04.03.2017 - 12:01 | Son Güncellenme:
AA
Kuzey İrlanda'da bölgesel parlamento seçimlerini az farkla Demokratik Birlik Partisi kazandı. Parlamentodaki 90 sandalye için 228 adayın yarıştığı seçimde, İngiltere ve birlik yanlısı Demokratik Birlik Partisi (DUP) 28 milletvekilliği elde ederken, ayrılıkçı Sinn Fein 27 milletvekili çıkardı.
Parlamentoda, Sosyal Demokratik ve İşçi Partisi (SDLP) 12, Ulster Birlikçi Partisi (UUP) 10 ve Kuzey İrlanda Birlik Partisi (APNI) 8 koltuk kazandı. Beş milletvekilliği ise diğer partiler arasında paylaşıldı.
Koalisyon önceki ay bozulmasıyla yapılan seçimlere rekor katılım oldu.
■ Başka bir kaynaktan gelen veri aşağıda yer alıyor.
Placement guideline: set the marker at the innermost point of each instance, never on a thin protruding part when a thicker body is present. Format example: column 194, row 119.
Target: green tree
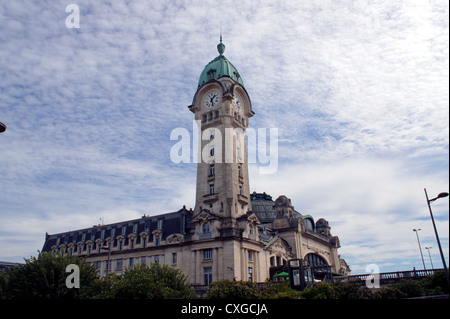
column 154, row 282
column 45, row 277
column 227, row 289
column 320, row 291
column 281, row 290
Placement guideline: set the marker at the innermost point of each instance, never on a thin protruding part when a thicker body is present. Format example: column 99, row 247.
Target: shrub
column 319, row 291
column 352, row 291
column 270, row 290
column 227, row 289
column 45, row 277
column 154, row 282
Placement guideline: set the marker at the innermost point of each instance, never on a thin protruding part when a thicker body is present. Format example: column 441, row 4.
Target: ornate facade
column 230, row 234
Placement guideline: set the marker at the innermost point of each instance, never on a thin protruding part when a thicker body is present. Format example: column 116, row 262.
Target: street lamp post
column 429, row 255
column 420, row 248
column 441, row 195
column 108, row 263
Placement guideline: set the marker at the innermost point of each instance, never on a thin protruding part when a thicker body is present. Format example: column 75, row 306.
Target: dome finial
column 221, row 46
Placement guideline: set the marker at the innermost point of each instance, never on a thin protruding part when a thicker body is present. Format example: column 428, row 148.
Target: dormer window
column 205, row 229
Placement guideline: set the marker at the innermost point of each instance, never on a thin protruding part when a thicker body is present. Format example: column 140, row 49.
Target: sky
column 358, row 91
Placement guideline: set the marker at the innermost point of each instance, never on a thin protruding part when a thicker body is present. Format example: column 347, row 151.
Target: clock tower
column 222, row 109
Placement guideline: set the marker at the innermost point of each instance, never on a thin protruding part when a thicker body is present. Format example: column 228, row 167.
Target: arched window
column 205, row 228
column 309, row 224
column 315, row 260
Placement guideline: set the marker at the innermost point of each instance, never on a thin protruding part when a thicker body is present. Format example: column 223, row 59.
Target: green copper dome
column 219, row 67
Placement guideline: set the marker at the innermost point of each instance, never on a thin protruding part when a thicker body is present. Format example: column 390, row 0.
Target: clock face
column 211, row 99
column 237, row 101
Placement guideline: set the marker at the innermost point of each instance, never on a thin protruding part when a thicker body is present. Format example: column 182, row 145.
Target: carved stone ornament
column 174, row 239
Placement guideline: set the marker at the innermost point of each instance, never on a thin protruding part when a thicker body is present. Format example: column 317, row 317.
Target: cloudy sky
column 358, row 91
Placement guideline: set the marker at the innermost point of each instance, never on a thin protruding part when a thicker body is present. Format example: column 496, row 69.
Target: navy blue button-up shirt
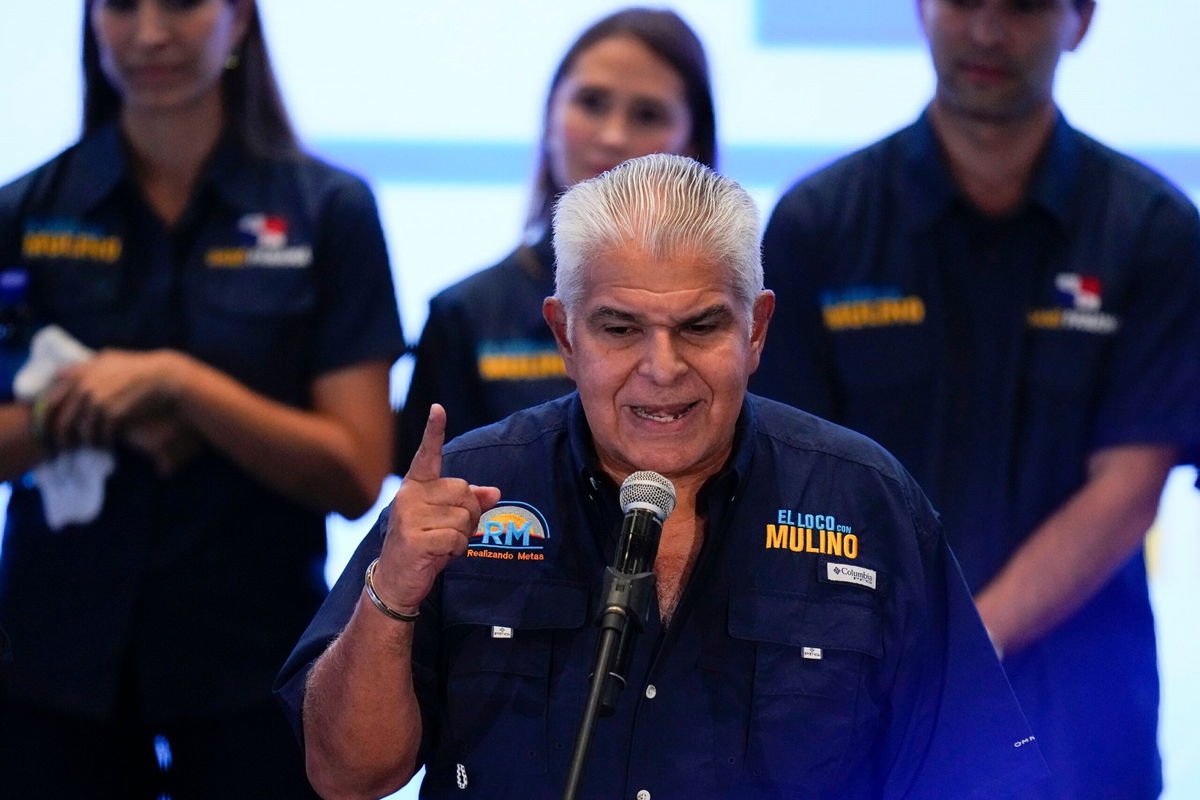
column 485, row 352
column 195, row 584
column 993, row 356
column 825, row 645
Yaklaşık yüzde 65’i bulan katılımla son 10 yıldaki en yüksek düzey yakalandı.
İngiltere ve birlik yanlısı DUP’un Genel Başkanı ve bozulan koalisyonun Başbakanı Arlene Foster, tercihli oy sisteminin kullanıldığı seçimde ilk tercihlerin sayıldığı turda seçilmeyi başaramadı. Ancak Foster, diğer tercihlerin sayıldığı turda Fermanagh ve South Tyrone bölgesinden milletvekilliğini kazandı. Foster'ın ilk turda seçilememesi, eski başbakana seçmenin darbesi olarak yorumlanıyor.
Üç hafta süre
Kuzey İrlanda Bölgesel Hükümeti Başbakan Yardımcısı Martin McGuinness, yenilenebilir enerji alanındaki hatalı uygulamaların yol açtığı yaklaşık 500 milyon sterlinlik kayıptan sorumlu tuttuğu Başbakan Arlene Foster’ın istifasını istemişti. Foster’ın istifayı reddetmesi üzerine kendisi istifayı seçerek koalisyonu bozmuş ve erken seçim sürecini başlatmıştı.
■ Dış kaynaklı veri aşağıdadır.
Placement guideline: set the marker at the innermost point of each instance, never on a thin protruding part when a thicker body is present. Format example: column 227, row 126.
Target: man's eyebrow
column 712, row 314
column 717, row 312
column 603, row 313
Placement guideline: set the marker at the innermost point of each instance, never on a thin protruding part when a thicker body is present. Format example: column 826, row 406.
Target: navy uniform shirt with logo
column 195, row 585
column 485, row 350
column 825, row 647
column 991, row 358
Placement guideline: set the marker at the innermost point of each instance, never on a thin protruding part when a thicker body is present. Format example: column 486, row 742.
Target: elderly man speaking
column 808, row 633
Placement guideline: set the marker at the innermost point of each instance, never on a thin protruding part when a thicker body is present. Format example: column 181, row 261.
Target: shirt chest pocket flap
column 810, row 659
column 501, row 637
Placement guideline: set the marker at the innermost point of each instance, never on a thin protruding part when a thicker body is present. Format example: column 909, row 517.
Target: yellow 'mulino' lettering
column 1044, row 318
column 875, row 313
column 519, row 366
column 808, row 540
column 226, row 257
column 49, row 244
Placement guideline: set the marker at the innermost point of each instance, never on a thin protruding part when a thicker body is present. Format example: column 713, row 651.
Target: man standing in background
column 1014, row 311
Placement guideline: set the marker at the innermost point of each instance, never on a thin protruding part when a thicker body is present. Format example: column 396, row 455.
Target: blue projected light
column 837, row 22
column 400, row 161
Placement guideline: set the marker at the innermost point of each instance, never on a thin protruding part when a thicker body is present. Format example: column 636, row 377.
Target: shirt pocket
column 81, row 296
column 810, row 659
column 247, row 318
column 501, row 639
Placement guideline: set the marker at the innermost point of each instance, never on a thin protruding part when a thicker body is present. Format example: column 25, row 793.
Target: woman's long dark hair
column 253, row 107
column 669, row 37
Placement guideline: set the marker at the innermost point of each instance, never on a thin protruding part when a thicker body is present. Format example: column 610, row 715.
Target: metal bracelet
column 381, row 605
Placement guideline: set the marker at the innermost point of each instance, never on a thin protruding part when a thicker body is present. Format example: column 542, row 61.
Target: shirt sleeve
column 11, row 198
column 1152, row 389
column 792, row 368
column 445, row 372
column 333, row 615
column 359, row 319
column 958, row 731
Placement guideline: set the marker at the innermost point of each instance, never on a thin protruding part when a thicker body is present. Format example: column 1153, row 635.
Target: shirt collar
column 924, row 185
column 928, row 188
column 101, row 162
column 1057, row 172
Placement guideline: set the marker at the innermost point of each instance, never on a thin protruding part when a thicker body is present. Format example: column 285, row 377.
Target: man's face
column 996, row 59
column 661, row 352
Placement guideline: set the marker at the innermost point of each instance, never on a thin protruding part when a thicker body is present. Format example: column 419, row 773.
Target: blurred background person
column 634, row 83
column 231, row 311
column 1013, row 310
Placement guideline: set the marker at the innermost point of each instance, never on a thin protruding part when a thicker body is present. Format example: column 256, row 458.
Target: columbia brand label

İrlanda Cumhuriyetçi Ordusunun (IRA) eski liderlerinden McGuinness, takip eden günlerde sağlık sorunlarını gerekçe göstererek siyaseti de bırakmış ve ayrılıkçı Sinn Fein liderliğini Michelle O'Neill’e devretmişti.
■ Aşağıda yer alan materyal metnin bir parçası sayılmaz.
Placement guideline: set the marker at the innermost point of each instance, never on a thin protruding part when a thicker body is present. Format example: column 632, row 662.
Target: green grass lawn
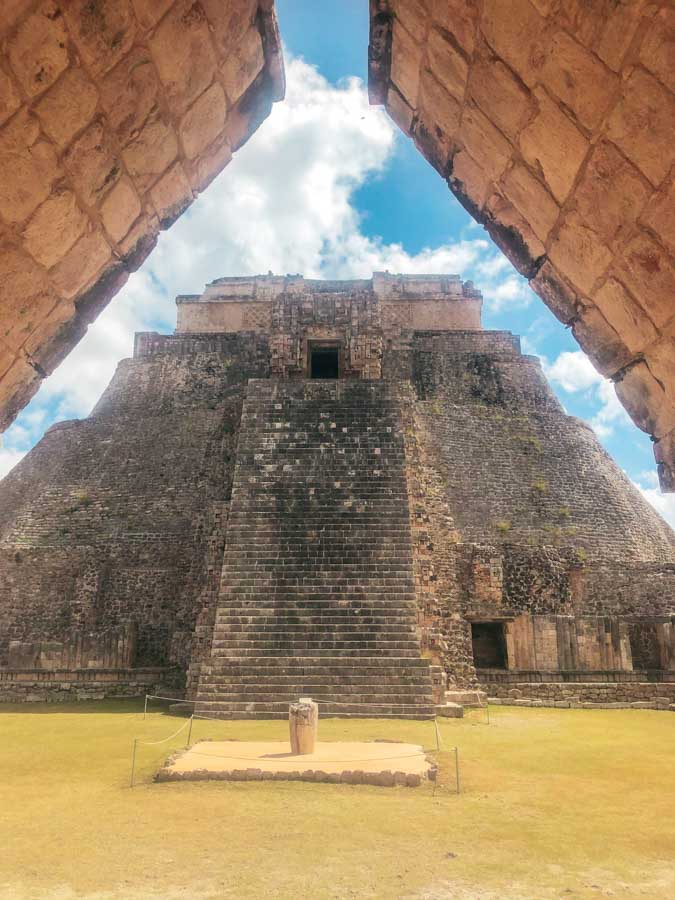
column 555, row 803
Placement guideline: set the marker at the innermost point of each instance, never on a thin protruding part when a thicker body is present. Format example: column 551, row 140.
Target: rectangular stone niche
column 489, row 645
column 324, row 360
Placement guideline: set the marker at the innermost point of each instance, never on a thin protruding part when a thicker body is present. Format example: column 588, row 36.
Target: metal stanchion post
column 457, row 768
column 133, row 762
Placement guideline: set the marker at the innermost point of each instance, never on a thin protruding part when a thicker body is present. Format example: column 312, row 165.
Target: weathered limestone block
column 113, row 116
column 561, row 146
column 69, row 106
column 640, row 125
column 541, row 144
column 38, row 50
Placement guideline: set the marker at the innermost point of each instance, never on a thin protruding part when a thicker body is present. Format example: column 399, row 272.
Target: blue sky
column 330, row 188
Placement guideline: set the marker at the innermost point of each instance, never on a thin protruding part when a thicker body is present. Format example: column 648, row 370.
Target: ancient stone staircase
column 317, row 595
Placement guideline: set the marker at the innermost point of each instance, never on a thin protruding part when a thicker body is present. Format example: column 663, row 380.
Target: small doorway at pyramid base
column 325, row 359
column 489, row 645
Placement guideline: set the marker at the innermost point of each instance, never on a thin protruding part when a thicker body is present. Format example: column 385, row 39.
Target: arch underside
column 549, row 120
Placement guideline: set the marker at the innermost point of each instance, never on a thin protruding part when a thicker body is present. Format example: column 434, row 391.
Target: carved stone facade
column 230, row 514
column 113, row 117
column 551, row 122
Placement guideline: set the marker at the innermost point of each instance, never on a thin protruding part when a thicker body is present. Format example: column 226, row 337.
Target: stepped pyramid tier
column 346, row 490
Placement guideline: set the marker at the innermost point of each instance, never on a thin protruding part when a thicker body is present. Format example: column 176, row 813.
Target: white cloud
column 574, row 373
column 662, row 503
column 284, row 204
column 8, row 459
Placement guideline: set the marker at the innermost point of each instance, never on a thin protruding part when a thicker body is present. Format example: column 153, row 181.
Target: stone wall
column 113, row 529
column 585, row 695
column 113, row 117
column 551, row 122
column 70, row 685
column 520, row 517
column 118, row 520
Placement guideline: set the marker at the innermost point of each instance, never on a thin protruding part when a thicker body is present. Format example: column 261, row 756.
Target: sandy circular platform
column 378, row 762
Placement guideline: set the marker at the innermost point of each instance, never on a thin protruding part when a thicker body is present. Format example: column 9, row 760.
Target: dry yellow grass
column 556, row 803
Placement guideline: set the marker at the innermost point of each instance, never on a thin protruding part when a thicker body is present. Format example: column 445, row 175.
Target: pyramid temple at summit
column 346, row 490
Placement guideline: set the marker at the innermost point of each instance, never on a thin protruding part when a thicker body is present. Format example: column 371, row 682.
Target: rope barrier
column 138, row 741
column 268, row 760
column 164, row 740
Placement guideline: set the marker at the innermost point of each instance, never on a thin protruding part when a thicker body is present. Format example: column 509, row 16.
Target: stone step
column 223, row 653
column 295, row 629
column 328, row 606
column 408, row 678
column 317, row 643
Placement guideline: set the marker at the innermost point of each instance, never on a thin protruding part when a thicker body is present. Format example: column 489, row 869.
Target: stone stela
column 303, row 720
column 346, row 490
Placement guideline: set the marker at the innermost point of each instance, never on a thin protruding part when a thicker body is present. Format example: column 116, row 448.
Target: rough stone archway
column 552, row 123
column 113, row 117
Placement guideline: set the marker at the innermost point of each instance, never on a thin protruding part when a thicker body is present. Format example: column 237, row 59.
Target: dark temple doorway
column 489, row 646
column 324, row 362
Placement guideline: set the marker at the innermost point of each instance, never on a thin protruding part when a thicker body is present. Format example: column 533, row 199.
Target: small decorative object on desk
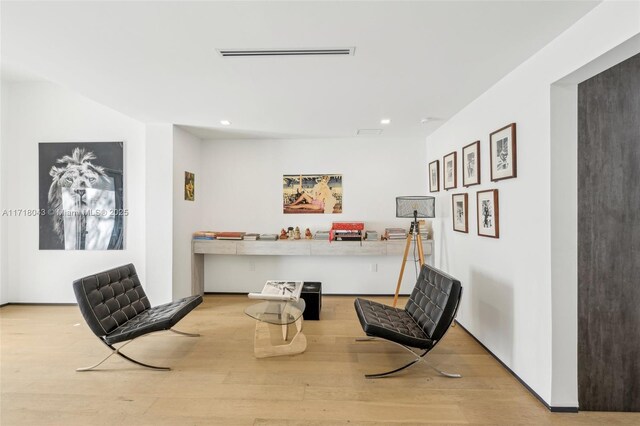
column 204, row 235
column 322, row 235
column 279, row 290
column 346, row 230
column 395, row 233
column 269, row 237
column 229, row 235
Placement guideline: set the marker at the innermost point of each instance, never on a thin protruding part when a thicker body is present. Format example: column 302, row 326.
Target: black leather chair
column 116, row 309
column 422, row 323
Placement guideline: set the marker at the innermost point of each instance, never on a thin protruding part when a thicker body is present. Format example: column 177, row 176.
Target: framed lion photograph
column 81, row 196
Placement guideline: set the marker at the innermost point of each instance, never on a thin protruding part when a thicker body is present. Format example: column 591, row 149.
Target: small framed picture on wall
column 460, row 212
column 471, row 164
column 502, row 153
column 450, row 171
column 488, row 213
column 434, row 176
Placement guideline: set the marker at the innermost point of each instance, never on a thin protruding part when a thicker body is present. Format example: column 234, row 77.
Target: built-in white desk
column 200, row 248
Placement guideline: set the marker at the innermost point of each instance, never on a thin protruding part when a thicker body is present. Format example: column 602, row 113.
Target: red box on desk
column 345, row 226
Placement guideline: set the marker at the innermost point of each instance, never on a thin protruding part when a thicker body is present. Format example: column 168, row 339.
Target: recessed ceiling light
column 369, row 132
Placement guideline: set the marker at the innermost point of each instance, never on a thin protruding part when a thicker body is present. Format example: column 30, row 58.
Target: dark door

Seçimin ardından Foster liderliğindeki DUP ile O’Neill liderliğindeki Sinn Fein’in yeniden koalisyon kurması bekleniyor ancak Sinn Fein’in, Foster’ın içinde olacağı bir koalisyonu kabul etmesi zor görünüyor.
Seçim sonuçlarının gelmeye başlamasını takiben UUP'nin lideri Mike Nesbitt, partisinin seçimlerde yeterli başarıyı elde edememesi sebebiyle görevinden istifa ettiğini açıklamıştı.
Seçimi takiben üç hafta içinde hükümet kurulamaması halinde Londra’daki merkezi hükümetin bölgeden sorumlu bakanı James Brokenshire’ın devreye girerek yeni seçim tarihi belirlemesi gerekiyor. Krizin devam etmesi durumunda Kuzey İrlanda’nın özerkliğine son verilmesi ve yönetim yetkilerinin Londra’ya aktarılması da gündeme gelebilir.
Sinn Fein, hükümetin kurulamaması halinde İrlanda Cumhuriyeti ile İngiltere’nin ortak yönetim kurarak Kuzey İrlanda’yı yönetmesini teklif ediyor.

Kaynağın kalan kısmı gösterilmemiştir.